Salah satu gengnya cemas karena jalan yang dia pilih itu terlalu jauh. Mereka mungkin bisa mati sebelum sampai di markas mereka.

"Kau dan aku punya musuh yang sama, yaitu Saran. Begitu kita tiba di Pak Tai, aku punya rencana bagus." Ujar Kao lalu melangkah duluan memimpin jalan mereka.


Ibu masuk ke kamar Duang untuk membawakan makan siang dan obat untuknya. Ibu meyakinkannya untuk jaga kesehatan dulu sekarang, setiap masalah pasti ada jalan keluarnya. Tapi Duang terus saja mencari-cari Saran. Dia pergi ke mana?

"Dia kerja. Dia tidak akan pulang sampai besok."

"Dia tidak akan pulang? Aku seperti ini, dia masih bisa pergi bekerja? Apa dia ingin aku mati dulu?"

"Dia itu sheriff yang tugasnya melindungi masyarakat. Bukankah terlalu egois kalau kau menyuruhnya untuk menjagamu seorang?" Tegur Ibu. "Makan saja dan minum obatmu. Besok atau lusa, dia pasti pulang."

Ibu lalu pergi, tapi Duang malas terus-terusan di rumah dan akhirnya memutuskan pergi. Dan tempat yang didatanginya ternyata diskotik. Parahnya lagi, dia bahkan memesan alkohol yang sangat kuat biar dia bisa tidur... dan jauh lebih baik kalau dia tidak bangun lagi.


Kebetulan, Braranee juga ada di diskotik yang sama dan duduk tepat di meja sebelah. Kesempatan, Braranee langsung mendekatinya sambil nyinyir. Dia tidak menyangka kalau Duang masih punya muka untuk menampakkan dirinya di hadapan orang lain padahal berita tentang keluarganya sudah viral di mana-mana.

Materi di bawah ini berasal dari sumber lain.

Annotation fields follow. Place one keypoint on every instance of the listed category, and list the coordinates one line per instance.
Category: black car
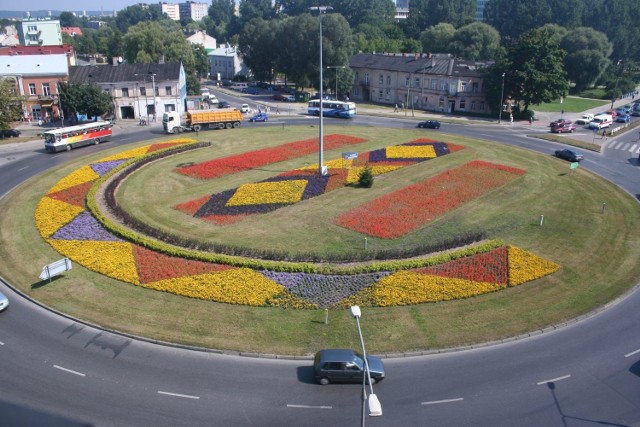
(10, 133)
(430, 124)
(345, 366)
(570, 155)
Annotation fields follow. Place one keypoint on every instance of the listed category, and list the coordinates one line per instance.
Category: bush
(365, 179)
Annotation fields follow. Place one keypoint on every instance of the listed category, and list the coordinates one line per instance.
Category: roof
(438, 64)
(34, 65)
(124, 72)
(36, 50)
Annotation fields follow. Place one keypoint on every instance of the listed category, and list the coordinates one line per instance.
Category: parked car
(623, 118)
(564, 128)
(343, 365)
(559, 122)
(4, 302)
(429, 124)
(10, 133)
(585, 119)
(260, 117)
(570, 155)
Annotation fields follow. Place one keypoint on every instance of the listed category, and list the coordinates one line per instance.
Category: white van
(601, 121)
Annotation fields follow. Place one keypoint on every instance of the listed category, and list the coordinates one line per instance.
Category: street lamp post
(501, 100)
(375, 409)
(321, 168)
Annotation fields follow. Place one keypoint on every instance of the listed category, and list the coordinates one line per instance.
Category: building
(225, 64)
(36, 80)
(138, 90)
(172, 10)
(39, 32)
(194, 10)
(434, 82)
(202, 38)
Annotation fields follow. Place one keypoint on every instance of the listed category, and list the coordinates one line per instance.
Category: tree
(477, 41)
(10, 103)
(587, 57)
(438, 38)
(535, 72)
(426, 13)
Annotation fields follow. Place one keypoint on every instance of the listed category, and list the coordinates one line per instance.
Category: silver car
(4, 302)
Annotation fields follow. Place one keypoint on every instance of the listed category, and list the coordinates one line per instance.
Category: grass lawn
(576, 234)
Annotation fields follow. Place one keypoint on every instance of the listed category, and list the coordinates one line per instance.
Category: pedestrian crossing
(631, 147)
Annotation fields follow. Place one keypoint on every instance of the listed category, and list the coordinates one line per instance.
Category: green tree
(438, 38)
(534, 70)
(587, 57)
(10, 103)
(477, 41)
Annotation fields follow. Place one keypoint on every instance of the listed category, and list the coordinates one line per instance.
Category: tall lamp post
(375, 409)
(321, 168)
(501, 100)
(336, 67)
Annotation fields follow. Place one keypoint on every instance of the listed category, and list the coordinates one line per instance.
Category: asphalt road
(581, 374)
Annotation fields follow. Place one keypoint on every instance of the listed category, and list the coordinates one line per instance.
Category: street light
(375, 409)
(501, 100)
(336, 67)
(321, 168)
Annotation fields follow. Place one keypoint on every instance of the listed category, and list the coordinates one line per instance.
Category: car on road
(585, 119)
(260, 117)
(10, 133)
(429, 124)
(565, 128)
(570, 155)
(4, 302)
(345, 366)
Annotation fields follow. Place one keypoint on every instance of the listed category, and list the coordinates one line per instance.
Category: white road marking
(632, 353)
(435, 402)
(289, 405)
(186, 396)
(553, 380)
(69, 370)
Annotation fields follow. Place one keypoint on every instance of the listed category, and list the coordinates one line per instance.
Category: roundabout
(509, 213)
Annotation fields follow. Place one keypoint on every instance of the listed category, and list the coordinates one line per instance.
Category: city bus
(77, 136)
(342, 109)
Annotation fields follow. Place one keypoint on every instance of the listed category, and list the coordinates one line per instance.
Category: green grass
(571, 104)
(576, 233)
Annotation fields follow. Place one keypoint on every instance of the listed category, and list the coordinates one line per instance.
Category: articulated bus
(342, 109)
(77, 136)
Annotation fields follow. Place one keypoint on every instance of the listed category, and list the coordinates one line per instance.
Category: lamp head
(355, 311)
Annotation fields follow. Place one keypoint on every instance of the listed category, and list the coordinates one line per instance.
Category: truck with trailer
(198, 120)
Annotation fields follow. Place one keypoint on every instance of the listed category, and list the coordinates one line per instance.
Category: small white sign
(55, 269)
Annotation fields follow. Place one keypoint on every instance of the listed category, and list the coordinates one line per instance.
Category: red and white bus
(77, 136)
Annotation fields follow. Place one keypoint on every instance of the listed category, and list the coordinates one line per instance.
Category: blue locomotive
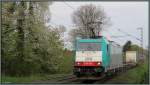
(96, 56)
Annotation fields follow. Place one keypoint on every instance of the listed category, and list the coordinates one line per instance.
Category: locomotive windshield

"Berita? Beritanya sudah tersebar?" Panik Duang.

Duang tidak percaya? Braranee pun dengan sengaja teriak-teriak mengumumkan pada semua orang yang ada di sana untuk melihat Duang yang baru saja bangkrut setelah kena tipu orang bule ini. Beritanya sudah masuk koran loh.